Essential revisions:

The authors should consider and comment on the following questions and criticisms from the three referees when revising their manuscript.

1. Many abbreviations are used in this manuscript. The authors should provide a list of abbreviations at the beginning of the manuscript. Also, the authors should provide a definition/description of Warburg metabolism up-front in the Introduction rather than in the Discussion. These are editorial changes.

A list of abbreviation has been provided at the beginning of the manuscript, as follow

ART Assisted reproductive technologies

ATP Adenosine triphosphate

CMF2HC 4-chloromethyl- 6,8- difluoro-7-hydroxycoumarin

COCs Cumulus-oocyte complexes

DCF Dichlorodihydrofluorescein

DNPH 2,4-Dinitrophenylhydrazine

ECAR Extracellular acidification rate

FB Flushed blastocyst

FCCP Carbonyl cyanide-4-trifluoromethoxyphenylhydrazone

GSH Glutathione

hCG Human chorionic gonadotropin

HTF Human tubal fluid

H2DCFDA 2′,7′-dichlorodihydro-fluorescein diacetate

IVC in vitro cultivation

IVF in vitro fertilization

KSOM Potassium simplex optimization medium

LDHA Lactate dehydrogenase A

LDHB Lactate dehydrogenase B

MCT1 Monocarboxylate transporter 1

MPA Metaphosphoric acid

NAD Nicotinamide adenine dinucleotide

OCR Oxygen consumption rate

PBS Phosphate buffer saline

PER Proton efflux rate

PGF2 Prostaglandin F2

PMSG Pregnant mare serum gonadotrophin

PPP Pentose phosphate pathway

PVA Poly vinyl alcohol

ROS Reactive oxygen species

TCA Tricarboxylic cycle

2-DG 2-deoxy-D-glucose

8-OHdG 8-Hydroxyguanosine

Further, the definition of Warburg metabolism is currently provided in the Introduction (and removed from the discussion) as follows:

Line 89-96: “Preimplantation embryo metabolism is unique and different from somatic cells. The Krebs cycle is the main source of energy throughout the preimplantation period. Glycolysis is slowly utilized during the first 1-2 days of development but both an increase in glycolysis and oxygen consumption (via mitochondria) is notable at the blastocyst stage (Leese, 2012). Importantly, preimplantation embryos show an accentuation of the Warburg metabolism (Warburg, 1956), i.e. higher production of ATP through glycolysis and increased conversion of pyruvate into lactate, even in the presence of oxygen (Redel 2011).”

2. The authors provide measurements and statistics in the Text, Figures, and Legends. To improve the clarity of the Results section (currently awkward to read) it may be best to remove the measurements and statistics since these are in the Figures and Legends and are redundant in the Results.
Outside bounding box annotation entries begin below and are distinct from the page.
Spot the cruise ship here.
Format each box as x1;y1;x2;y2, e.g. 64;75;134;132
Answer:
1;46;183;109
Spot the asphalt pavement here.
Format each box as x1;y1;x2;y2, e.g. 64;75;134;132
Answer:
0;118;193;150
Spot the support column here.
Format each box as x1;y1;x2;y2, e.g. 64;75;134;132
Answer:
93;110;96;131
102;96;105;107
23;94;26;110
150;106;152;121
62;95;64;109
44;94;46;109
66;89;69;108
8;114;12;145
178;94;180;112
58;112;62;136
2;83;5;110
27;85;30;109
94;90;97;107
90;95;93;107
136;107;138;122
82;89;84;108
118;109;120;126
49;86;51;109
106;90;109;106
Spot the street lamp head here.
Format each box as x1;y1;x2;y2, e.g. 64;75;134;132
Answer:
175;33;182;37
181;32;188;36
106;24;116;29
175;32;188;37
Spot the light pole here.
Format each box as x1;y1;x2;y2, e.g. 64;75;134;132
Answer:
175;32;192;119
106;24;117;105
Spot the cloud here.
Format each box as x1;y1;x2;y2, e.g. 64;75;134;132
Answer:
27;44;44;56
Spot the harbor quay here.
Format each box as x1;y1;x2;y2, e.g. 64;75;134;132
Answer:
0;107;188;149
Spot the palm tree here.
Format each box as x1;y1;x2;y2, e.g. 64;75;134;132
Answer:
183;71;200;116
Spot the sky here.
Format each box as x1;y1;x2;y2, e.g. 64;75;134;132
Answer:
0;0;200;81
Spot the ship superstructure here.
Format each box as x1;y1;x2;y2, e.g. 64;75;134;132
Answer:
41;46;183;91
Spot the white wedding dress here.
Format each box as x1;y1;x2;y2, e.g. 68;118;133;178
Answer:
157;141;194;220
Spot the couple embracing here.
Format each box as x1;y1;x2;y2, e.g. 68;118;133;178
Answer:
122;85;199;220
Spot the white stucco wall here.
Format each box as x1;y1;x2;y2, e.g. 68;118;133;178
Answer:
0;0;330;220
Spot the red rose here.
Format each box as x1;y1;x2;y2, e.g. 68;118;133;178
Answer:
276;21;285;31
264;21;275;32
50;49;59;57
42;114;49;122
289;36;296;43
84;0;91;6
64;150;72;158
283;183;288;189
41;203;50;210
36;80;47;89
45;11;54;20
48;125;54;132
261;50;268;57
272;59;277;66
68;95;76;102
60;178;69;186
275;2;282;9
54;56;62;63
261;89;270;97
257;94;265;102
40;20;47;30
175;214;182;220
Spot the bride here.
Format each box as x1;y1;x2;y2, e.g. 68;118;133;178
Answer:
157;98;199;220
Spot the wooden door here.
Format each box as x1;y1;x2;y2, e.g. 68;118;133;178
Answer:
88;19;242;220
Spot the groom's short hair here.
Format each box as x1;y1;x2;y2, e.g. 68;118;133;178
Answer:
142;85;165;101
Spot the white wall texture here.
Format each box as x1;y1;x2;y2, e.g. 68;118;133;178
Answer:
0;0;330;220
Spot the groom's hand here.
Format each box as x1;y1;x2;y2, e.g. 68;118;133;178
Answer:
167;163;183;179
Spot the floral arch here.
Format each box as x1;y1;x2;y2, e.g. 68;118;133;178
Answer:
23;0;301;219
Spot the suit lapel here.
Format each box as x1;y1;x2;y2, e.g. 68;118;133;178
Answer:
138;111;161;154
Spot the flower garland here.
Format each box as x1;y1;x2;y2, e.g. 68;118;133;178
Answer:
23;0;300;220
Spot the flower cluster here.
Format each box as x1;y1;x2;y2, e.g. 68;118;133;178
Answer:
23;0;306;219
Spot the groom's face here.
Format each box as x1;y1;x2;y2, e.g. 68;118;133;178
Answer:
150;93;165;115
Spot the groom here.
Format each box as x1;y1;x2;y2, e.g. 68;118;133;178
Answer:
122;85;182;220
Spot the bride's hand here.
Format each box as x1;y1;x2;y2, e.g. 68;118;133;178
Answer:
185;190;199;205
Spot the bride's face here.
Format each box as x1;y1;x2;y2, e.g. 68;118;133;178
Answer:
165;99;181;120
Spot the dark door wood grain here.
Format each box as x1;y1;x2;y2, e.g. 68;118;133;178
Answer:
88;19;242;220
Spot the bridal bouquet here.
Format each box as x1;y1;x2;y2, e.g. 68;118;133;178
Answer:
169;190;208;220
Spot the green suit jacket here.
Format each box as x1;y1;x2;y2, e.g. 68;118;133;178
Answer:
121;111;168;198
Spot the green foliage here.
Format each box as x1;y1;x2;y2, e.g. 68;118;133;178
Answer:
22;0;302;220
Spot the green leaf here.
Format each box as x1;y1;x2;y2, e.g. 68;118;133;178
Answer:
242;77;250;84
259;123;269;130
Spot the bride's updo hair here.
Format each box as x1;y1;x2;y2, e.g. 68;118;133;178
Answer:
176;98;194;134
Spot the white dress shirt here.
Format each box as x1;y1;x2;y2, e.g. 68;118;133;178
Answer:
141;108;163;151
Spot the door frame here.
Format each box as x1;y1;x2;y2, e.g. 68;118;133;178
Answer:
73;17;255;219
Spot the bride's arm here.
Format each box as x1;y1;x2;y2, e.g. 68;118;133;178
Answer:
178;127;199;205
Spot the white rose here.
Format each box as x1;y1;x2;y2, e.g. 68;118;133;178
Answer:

These are editorial changes.

Done: we have removed the measurements and statistics in the Results section to improve clarity.

3. All of the measurements compare natural and IVF blastocysts, and do not look at earlier stage embryos to examine when the metabolic changes begin to occur. For example, it would be useful to look at the developmental timeline (2-cell to blastocyst) for the accumulation of ROS.

Thank you for this valuable insight. We decided to focus on the blastocyst stage, since this is the most common stage at which human embryos are transferred and therefore the blastocyst metabolic “state” is clinically relevant. We believe that a cumulative increase in metabolic and oxidative stress is very likely with longer embryo culture and therefore mapping the metabolic state through preimplantation embryos would provide valuable information. We have added this insight in the discussion

Line 326-329: “In this work we have focused on studying the blastocyst stage, since this is the stage at which human embryos are most commonly transferred. Future studies should examine how metabolic differences, ROS and oxidative damage occur during earlier stages of embryo development, both in mice and possibly human embryos.”

4. In Figure 2D the authors show the RFU for IVF5% and IVF20% but do not provide an RFU for flushed blastocysts (FB).

We believe the reviewer is referring to “Figure 1D:Extracellular ROS level” (that does not have value for FB group) as opposed to “Figure 2D” levels of PGF2α, (that has value for FB).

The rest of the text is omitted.